Dopo 8 romanzi posso dire di inziare a conoscere l'autore e capire in che senso procede la sua idea di letteratura, ciò che predilige e ciò che invece detesta cioè, in parole povere, quello che ama e che odia nella sua vita perchè un libro non è altro che lo specchio dell'anima di un autore; lui è bravissimo a dilungarsi su aspetti apparentemente secondari come i nomi delle strade, i panorami, le sensazioni di vivere al confine di una metropoli tentacolare ed inquinata.
Per chi è stato nel sud della California i suoi libri acquistano un interesse particolare e nel cuore di chi non ci è mai stato suscitano una certa voglia di partire.

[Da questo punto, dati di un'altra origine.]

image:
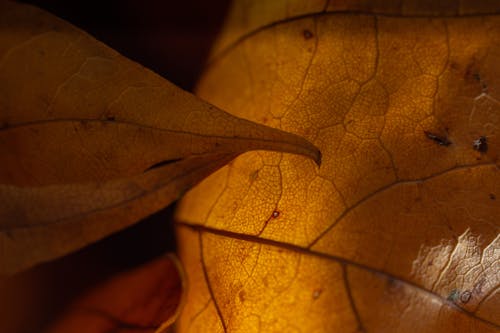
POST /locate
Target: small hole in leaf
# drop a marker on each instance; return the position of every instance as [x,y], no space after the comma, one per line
[307,34]
[480,144]
[465,296]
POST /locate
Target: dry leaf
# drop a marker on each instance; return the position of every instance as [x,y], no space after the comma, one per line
[398,231]
[146,299]
[81,128]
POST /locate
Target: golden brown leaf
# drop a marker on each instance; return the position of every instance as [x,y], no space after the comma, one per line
[80,124]
[398,231]
[146,299]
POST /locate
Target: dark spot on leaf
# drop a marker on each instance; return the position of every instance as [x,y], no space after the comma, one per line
[241,296]
[440,140]
[317,293]
[453,296]
[307,34]
[465,296]
[481,144]
[163,163]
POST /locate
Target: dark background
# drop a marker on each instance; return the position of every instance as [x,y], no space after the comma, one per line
[173,38]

Nel complesso si tratta di un romanzo molto buono e piacevole alla lettura, coinvolgente, scorrevole e soprattutto molto emotivo da parte dell'autore stesso.
La storia è molto credibile nonostante l'indagine a cui si riferisce sia notevolmente complessa poichè si basa su fatti fittizzi avvenuti vent'anni prima, non è certo facile scrivere di qualcosa del genere nemeno per un ex giornalista di cronaca nera ma Michael Connelly ci è riuscito alla grande.